Linda Lost & Found
Thursday, January 12, 2017
While I am alive I want to know where every picture I ever
took is. This is both unreasonable and unlikely. There are many photographs that I took with my first
couple of cameras that I cannot find.
Loss can be
random and yet I remember moving from one little apartment to another with my
Rosemary around 1969 when my best pipe, an English Bewlay given to me by my
Argentine uncle Fred Hayward and one record, Miles Davis-Kind of Blue
disappeared from our moving van. I will never know if those two Mexicans from a
small moving van company knew what they had taken.
The sheet
of negatives that you see here I lost approximately 10 years ago and every time
I remember the loss I feel like crying.
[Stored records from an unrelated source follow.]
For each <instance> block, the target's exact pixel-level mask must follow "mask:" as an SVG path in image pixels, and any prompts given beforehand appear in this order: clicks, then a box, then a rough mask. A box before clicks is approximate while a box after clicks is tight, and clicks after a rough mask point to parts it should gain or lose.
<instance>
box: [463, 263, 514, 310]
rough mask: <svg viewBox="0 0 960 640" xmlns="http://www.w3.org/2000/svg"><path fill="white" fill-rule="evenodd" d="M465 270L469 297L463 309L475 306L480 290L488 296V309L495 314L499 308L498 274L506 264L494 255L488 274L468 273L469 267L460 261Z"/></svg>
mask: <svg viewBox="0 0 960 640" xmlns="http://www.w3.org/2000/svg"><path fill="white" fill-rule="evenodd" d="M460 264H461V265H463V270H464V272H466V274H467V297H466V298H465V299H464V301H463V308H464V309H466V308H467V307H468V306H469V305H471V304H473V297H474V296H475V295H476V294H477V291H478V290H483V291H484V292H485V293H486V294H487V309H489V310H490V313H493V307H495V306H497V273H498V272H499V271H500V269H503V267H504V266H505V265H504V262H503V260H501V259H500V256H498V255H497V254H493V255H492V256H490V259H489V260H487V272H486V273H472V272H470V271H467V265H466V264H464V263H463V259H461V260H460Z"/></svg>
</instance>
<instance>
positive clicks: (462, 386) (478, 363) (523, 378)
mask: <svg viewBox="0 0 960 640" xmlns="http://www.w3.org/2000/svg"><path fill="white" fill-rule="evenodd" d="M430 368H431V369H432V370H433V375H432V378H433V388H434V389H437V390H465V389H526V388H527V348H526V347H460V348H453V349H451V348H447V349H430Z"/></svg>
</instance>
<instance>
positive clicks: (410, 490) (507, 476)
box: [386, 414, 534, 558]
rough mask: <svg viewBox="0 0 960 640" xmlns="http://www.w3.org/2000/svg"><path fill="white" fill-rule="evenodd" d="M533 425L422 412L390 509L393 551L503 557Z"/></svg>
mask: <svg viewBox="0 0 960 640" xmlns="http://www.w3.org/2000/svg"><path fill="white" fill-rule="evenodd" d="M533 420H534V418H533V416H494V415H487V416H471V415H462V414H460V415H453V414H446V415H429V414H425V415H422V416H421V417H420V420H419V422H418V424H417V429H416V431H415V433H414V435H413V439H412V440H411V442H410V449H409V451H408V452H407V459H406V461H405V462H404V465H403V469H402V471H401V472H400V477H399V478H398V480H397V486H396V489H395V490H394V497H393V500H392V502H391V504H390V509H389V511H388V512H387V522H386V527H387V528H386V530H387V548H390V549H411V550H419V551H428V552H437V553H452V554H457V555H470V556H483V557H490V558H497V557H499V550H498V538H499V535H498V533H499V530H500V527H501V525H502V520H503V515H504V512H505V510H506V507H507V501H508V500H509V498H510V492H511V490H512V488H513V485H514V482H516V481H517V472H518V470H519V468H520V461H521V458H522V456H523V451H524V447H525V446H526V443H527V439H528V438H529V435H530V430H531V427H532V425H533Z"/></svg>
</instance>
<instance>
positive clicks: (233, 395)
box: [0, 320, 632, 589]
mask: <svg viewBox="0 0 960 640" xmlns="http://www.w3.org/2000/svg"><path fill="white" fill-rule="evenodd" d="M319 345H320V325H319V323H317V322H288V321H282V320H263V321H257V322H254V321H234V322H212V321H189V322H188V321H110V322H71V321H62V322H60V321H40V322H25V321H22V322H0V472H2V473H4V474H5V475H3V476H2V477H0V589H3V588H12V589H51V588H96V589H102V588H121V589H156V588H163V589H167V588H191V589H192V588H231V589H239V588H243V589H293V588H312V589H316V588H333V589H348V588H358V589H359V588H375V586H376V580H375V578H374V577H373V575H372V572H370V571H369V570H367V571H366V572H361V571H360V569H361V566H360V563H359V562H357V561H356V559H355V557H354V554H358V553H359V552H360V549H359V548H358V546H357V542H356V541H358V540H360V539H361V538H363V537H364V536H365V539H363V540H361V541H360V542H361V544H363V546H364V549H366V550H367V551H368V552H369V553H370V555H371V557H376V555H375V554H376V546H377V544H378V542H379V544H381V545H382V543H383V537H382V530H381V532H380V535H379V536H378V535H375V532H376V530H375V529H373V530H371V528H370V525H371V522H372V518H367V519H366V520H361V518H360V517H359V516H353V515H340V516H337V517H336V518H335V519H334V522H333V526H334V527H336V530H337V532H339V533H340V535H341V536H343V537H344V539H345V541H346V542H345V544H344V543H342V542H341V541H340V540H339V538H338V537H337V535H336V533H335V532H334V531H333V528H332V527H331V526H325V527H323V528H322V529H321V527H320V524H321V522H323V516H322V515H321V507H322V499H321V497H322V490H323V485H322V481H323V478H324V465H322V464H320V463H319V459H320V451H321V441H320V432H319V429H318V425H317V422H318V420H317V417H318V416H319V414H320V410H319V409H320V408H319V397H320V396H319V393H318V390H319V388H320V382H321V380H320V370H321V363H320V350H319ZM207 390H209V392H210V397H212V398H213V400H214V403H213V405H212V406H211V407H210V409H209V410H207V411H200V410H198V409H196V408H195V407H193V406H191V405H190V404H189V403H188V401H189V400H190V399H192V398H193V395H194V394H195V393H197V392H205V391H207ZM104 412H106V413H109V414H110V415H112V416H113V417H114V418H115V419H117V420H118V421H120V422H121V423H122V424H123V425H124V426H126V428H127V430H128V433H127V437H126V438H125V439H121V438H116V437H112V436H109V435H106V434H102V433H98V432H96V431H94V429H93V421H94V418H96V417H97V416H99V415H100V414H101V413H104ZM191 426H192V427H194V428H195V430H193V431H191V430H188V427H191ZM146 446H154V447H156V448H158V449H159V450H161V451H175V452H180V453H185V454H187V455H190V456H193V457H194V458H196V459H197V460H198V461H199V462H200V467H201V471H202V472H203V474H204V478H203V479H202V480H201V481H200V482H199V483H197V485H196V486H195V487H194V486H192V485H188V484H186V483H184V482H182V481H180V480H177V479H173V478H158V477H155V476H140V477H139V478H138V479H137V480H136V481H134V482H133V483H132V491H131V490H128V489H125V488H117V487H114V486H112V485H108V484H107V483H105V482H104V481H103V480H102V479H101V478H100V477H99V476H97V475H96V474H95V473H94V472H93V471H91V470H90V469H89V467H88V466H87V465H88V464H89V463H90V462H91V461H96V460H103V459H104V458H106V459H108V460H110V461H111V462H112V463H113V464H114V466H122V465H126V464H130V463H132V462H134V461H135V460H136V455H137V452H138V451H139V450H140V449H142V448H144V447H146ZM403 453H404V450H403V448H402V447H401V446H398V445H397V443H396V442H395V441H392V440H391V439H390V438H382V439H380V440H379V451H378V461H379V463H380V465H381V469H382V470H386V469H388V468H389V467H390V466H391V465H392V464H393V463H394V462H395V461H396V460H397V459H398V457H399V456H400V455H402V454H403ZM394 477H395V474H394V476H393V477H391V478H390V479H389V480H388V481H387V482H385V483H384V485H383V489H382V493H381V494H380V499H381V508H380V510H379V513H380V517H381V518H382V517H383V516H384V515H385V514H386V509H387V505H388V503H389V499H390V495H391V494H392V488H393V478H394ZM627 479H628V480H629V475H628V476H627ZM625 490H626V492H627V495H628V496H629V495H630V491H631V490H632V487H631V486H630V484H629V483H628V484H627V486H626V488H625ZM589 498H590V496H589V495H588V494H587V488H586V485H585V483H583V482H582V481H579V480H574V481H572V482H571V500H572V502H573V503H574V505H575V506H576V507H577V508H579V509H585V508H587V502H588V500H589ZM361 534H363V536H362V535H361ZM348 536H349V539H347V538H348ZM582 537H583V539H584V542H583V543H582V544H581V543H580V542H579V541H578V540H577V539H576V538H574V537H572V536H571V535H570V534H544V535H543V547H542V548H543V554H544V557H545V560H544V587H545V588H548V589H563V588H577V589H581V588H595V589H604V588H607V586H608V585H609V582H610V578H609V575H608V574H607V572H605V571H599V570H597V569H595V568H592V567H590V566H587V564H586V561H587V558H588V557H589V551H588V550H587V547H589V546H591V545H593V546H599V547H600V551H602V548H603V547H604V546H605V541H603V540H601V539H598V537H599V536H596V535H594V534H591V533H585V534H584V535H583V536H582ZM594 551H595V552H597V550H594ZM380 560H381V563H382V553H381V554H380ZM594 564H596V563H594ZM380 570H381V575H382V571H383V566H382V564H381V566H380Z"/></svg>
Who do painters cope with the selling
of an original work?
These
photographs are of Argentine model Linda Lorenzo with whom my friends and
Argentine painters Juan Manuel Sánchez and Linda Lorenzo worked in a project of
“colaboración that we called Nostalgia. We had a grand gallery show of our
output.
In this
contact sheet (in this case the scanned negatives) in which I used Kodak B+W
Infrared Film the theme was the Borges labyrinth and the other posing with an
Argentine ostrich egg. Lorenzo had
fabulous curves so I could not resist sliding of the theme. The Borges
labyrinth is interpreted with Lorenzo posing in a sofa with the sofa itself
part of two painting by Sánchez and Patrich.
I found the negatives between my alphabetized files. Somehow I had returned them without putting then in the file in question labeled, Lorenzo, Linda.